Dans tous les cas, nos résultats indiquent qu'il est délicat voire impossible de retracer avec exactitude l'activité du fleuve à partir de l'archive sédimentaire, même sur une zone de dépôt préférentielle. De plus, il est impossible d'attribuer un dépôt à une crue particulière du fleuve car:

- Le nombre de séquences déposées, inférieure au nombre de crues ayant un débit supérieur à 306 m3.s-1 empêche une corrélation "pic à pic".

- Le nombre de séquences déposées change d'une carotte à l'autre ce qui ne permet pas de calibrer un éventuel nouveau seuil de déclenchement.

- Un même événement peut déposer des séquences de granulométrie, épaisseur, et faciès différents selon l'endroit.

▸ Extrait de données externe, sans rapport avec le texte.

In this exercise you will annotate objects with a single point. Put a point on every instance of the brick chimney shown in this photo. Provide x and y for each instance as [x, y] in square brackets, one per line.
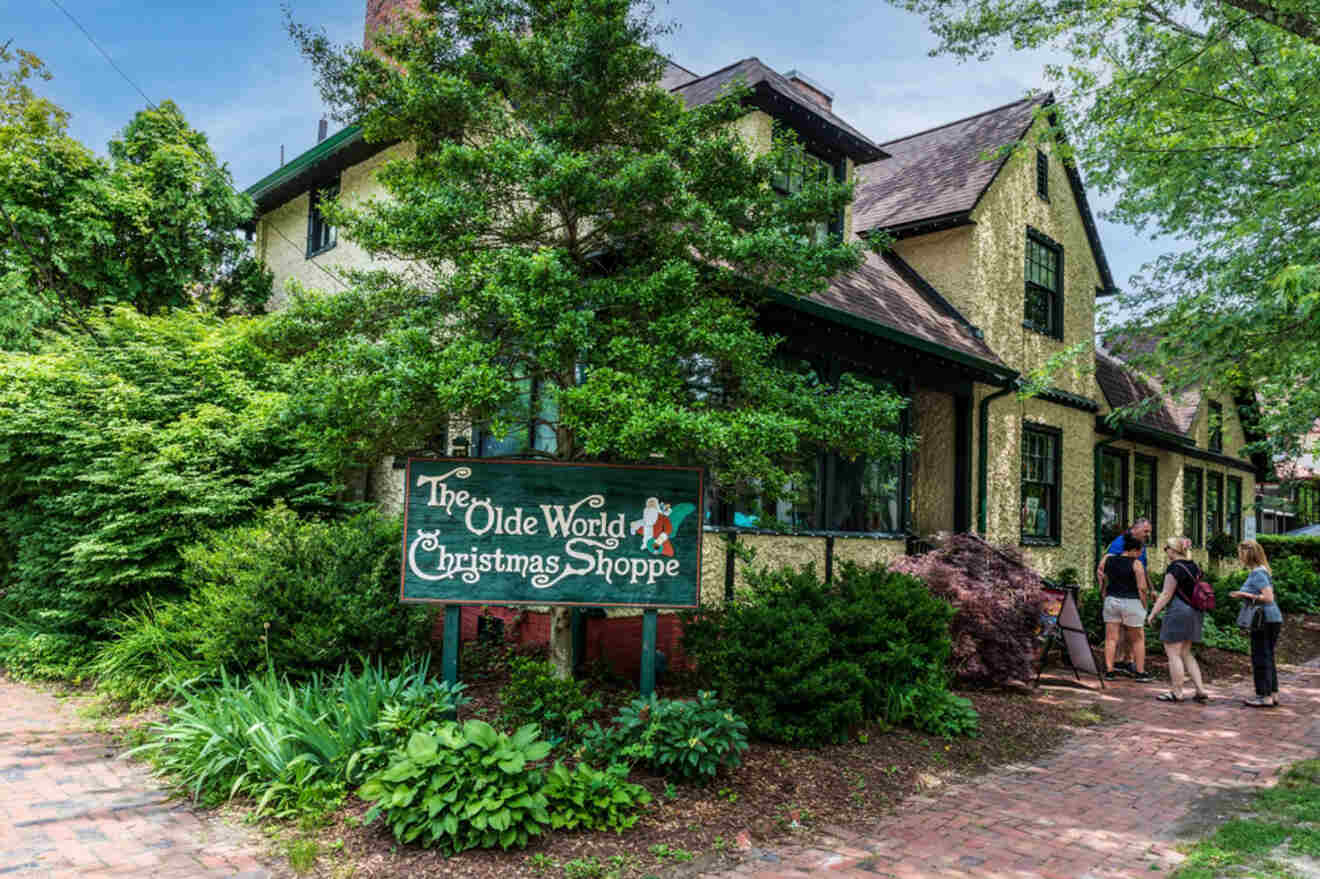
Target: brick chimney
[383, 13]
[809, 89]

Cette variabilité latérale des dépôts ne permet pas d'estimer qu'une crue ayant un débit supérieur à une autre génèrera une hyperpycnite plus grossière et plus épaisse.

Si cette étude haute résolution de l'archive sédimentaire révèle qu'il est impossible de retracer l'activité annuelle exacte du fleuve Var, elle peut toutefois permettre d'appréhender les tendances de l'activité climatique continentale. En effet, en prenant du recul, nos résultats indiquent que la terrasse C a enregistré en moyenne 5 à 8 séquences hyperpycnales complètes sur 25 ans, soit l'enregistrement d'une crue tous les 3 à 5 ans. Cette partie du système turbiditique peut être vidangée par des événements de grande amplitude et les dépôts qui y sont préservés pourront permettre de retracer l'activité du fleuve à moyen terme, i.e. à l'échelle centennale (Tableau VII-1). Sur la partie occidentale de la Ride Sédimentaire du Var, on compte 5 à 7 séquences déposées sur les deniers 50 ans (Tableau VI-4). Si l'on considère que sur cette période de temps, les dépôts résultent en majorité du passage de courants de turbidité hyperpycnaux, on retrouve l'enregistrement d'une crue tous les 7 à 10 ans. Cet enregistrement de l'activité du fleuve peut potentiellement être remaniée par les courant de fond et la bioturbation, puisqu'elle est matérialisée par des dépôts de faible épaisseur et de faible granulométrie. Cependant, on peut estimer que ces dépôts auront peu de chances d'être totalement effacés de l'archive sédimentaire, car cette partie de la levée, haute, est peu soumise à l'érosion par les courants gravitaires. En ce sens, une partie de l'activité décennale à centennale du fleuve Var semble pouvoir être préservée dans l'archive millénaire à plurimillénaire de la Ride Sédimentaire du Var.